Panele konuşmacı olarak katılan Birleşmiş Milletler Nüfus Fonu Toplumsal Cinsiyet Temelli Şiddet Uzmanı Meltem Ağduk, “Kadına yönelik şiddet herkesin sorunu. Nasıl Yok edeceğiz?” başlıklı bir sunum gerçekleştirdi. Kadına yönelik şiddetin ve altında yatan toplumsal cinsiyet eşitsizliğinin çözümünde çaba sarf eden sivil toplum kuruluşlarının, kadın örgütlerinin ve son dönemde kadın platformlarının yanı sıra artan özel sektör desteğinin bulunduğunu belirten Ağduk, “Kadına yönelik şiddeti, kadın örgütlerinin olağanüstü gayretleriyle daha fazla konuşur olduk. Dünyada milyonlarca kadın herhangi bir şiddet türüne maruz kalıyor. Biz, Türkiye’de genellikle ev içi şiddetten bahsediyoruz ama Avrupa’nın bir köşesinde de ücret eşitsizliği şiddeti yaşanabiliyor. 2014 yılında yapılan bir araştırmaya göre Türkiye’de her 5 kadından 2’si, Avrupa’da ise her 5 kadından 1’i hayatının herhangi bir döneminde cinsel veya fiziksel şiddete maruz kalıyor. Şiddetin, kök nedeni çok önemli. Bu kök nedenler arasında kültürel inançların, toksik toplumsal normların, toksik erkekliğin ciddi bir yer tuttuğunu düşünüyorum. ‘Erkeklik’ denilen tanımı toplumun tamamı inşa ediyor, dolayısıyla bu tanımdan hepimiz sorumluyuz. Yoksulluk, eğitimsizlik, yaşamdaki farklı fırsatlara erişimdeki eşitsizlik gibi nedenler genellikle şiddetin nedeni gibi gösteriliyor. Ancak bunlar şiddetin nedeni değil, şiddeti oluşturan yan faktörler. Yani bunlarla birlikte şiddet gösterme riski artıyor. Pandemi döneminde ise şiddet dünya genelinde arttı. BM Nüfus Fonuna göre 6 ay kapanmayla kadına yönelik şiddet 31 milyon arttı. Dünya genelinde 31 milyon daha fazla kadın şiddet gördü bu süre zarfında. Şiddet uygulayanla aynı ortamda olmak otomatik olarak bu rakamı artırdı” bilgisini verdi.
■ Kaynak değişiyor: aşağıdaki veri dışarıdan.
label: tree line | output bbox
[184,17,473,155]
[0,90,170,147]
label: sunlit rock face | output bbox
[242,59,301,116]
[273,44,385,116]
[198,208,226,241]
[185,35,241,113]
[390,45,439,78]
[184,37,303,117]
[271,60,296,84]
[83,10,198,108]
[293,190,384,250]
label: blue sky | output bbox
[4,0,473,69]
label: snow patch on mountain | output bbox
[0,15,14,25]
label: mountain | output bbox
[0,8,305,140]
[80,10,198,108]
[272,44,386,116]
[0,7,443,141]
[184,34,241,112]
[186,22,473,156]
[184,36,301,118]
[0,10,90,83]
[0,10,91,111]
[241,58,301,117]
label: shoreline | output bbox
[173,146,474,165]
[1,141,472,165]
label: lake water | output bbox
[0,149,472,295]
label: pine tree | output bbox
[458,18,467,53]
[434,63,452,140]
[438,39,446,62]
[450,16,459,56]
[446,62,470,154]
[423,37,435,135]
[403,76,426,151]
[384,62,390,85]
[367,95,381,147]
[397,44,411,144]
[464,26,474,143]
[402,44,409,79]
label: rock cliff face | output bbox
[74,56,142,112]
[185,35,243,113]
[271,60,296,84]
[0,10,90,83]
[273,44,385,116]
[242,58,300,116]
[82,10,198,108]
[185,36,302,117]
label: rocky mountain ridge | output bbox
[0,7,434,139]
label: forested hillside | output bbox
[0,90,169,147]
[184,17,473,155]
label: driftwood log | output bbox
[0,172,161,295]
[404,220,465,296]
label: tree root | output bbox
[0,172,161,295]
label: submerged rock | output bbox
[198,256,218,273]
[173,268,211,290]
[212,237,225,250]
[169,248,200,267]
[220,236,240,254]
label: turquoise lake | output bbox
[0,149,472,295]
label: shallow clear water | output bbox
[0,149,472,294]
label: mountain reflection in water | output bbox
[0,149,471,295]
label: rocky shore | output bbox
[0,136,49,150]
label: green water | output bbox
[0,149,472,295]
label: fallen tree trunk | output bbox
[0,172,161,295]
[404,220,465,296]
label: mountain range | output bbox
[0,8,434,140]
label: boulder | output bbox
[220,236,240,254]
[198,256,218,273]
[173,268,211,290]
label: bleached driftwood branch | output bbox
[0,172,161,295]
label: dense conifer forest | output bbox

“Yeni bir bakış açısı gerekiyor”
Dokuz Eylül Üniversitesi Felsefe Bölümü Öğretim Üyesi Doç. Dr. Özlem Duva da kadına yönelik şiddetin izlerini binlerce yıllık felsefi bakış açısının akıl-doğa, erkek-kadın, iyi-kötü gibi ikili ayrımlardan beslendiğini ve yeni bir bakış açısıyla tüm düşünce sisteminin gözden geçirilmesi gerektiğini savundu. “Mitos ve Logos İlişkisinde Ataerki. Başka Bir Felsefe Mümkün Mü?” başlıklı sunum gerçekleştiren Doç. Dr. Duva, “Bugün güçlü olan dışındaki tüm dezavantajlı gruplara farklı şiddet türleriyle baskı kurmaya devam eden ataerkil yapı, ancak yeni bir eleştirel düşünüş ve bakış açısıyla zayıflatılabilir” dedi.